Witold Stelmachniewicz
(1970) - studia na wydziale Malarstwa ASP w Krakowie. Dyplom z wyróżnieniem w 1996 roku. Od tego samego roku pracownik naukowo-dydaktyczny na tym samym wydziale i uczelni. Od 2011 roku prowadzi Pracownię Rysunku. Od 2013 roku na stanowisku profesora ASP, aktualnie Dziekan Wydziału Malarstwa. Autor kilkunastu wystaw indywidualnych, uczestnik kilkudziesięciu pokazów zbiorowych w kraju i za granicą. Zajmuje sie fotografią, realizacjami video, działaniami w przestrzeni publicznej, jednak głównym obszarem jego aktywności twórczej pozostaje malarstwo.
Od autora:
Komentarz (ang. comment) jest właściwie nieodzownym elementem współczesnego życia. Dzięki mediom informacyjnym i społecznościowym sami komentujemy niemal wszystko, od zdarzeń błahych, prywatnych po spektakularne i globalne. W sztuce także istnieją przykłady odnoszenia się dzieła wobec innego. Rzecz nie w trawestacji, bardziej w sposobie przenikania do kontekstu danego artefaktu, tym sposobem jego swoistego komentowania. Żeby nie dywagować w tym miejscu o historii sztuki dawnej czy najnowszej, zwrócę jedynie uwagę na najbardziej radykalny przykład tego co mam na myśli, czyli "Rysunek De Kooniga wymazany przez Rauschenberga", autorstwa tego drugiego. Od dekady pracuję w oparciu o strategię zawłaszczania obrazu już istniejącego. Niekoniecznie malarskiego, częściej są to powszechnie znane, kanoniczne wręcz fotografie czy motywy z filmów. Każdy poszczególny jest ważny, bo każdy ma swoją własną historię, która skłania mnie do podjęcia aktywności polegającej na dopowiedzeniu (czyt. skomentowaniu) zarówno warstwy wizualnej (poprzez gest malarski) jak i znaczeniowej (poprzez tytuł).
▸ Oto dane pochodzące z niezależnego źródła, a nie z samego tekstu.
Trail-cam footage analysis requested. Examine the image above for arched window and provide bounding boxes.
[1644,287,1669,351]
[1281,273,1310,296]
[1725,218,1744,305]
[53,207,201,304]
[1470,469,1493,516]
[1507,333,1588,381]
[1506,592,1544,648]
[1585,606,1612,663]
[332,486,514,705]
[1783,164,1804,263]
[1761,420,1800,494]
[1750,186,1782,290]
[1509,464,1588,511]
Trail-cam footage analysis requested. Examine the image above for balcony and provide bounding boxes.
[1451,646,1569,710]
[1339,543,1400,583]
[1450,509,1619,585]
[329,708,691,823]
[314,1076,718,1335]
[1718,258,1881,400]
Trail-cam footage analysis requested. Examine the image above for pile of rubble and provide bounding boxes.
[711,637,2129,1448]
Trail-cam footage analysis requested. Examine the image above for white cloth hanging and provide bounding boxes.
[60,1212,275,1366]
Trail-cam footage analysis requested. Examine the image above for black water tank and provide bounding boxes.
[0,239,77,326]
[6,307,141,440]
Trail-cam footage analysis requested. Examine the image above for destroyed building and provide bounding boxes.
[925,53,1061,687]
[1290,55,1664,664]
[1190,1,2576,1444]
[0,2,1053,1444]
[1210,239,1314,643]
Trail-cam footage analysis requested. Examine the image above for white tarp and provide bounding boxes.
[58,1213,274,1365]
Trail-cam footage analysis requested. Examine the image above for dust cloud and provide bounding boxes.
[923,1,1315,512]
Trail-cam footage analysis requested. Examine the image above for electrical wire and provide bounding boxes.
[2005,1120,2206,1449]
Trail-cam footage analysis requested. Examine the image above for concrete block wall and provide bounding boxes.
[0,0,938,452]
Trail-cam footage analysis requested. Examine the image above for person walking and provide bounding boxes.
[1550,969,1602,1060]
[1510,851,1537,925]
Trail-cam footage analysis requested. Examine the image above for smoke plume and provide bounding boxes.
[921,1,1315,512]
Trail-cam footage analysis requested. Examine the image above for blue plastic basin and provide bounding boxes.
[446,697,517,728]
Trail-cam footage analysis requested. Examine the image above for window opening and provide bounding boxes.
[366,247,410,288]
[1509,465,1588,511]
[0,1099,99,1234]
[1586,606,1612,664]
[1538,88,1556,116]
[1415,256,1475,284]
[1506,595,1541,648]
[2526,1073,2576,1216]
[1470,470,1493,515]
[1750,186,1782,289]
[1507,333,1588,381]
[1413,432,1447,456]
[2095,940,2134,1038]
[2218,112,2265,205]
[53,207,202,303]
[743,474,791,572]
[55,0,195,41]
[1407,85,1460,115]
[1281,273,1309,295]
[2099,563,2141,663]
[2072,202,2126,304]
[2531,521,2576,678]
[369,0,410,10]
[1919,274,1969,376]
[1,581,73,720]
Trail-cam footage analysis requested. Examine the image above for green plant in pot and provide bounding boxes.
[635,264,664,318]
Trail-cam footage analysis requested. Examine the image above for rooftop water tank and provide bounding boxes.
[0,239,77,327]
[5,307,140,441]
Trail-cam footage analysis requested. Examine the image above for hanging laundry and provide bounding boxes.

Z kolei każda pojedynczość w trakcie wystawy wchodzi w relację z pozostałymi obrazami i tym sposobem tworzą się parafrazując Jean-Luc Godarda "historie o innych historiach". Tytuł bieżącej prezentacji nawiązuje właśnie do tego rodzaju praktyki. Jego angielskie brzmienie (komentowanie – koncypowanie) wydaje się zgrabniejsze, chociaż jest neologizmem. Przedstawię "narracje" nawiązujące do pierwszej awangardy (Duchamp, Malevich), do pre-dadaistów, które spotkam z wizerunkami z fotografii i filmów z tego samego lub mniej więcej przybliżonego okresu.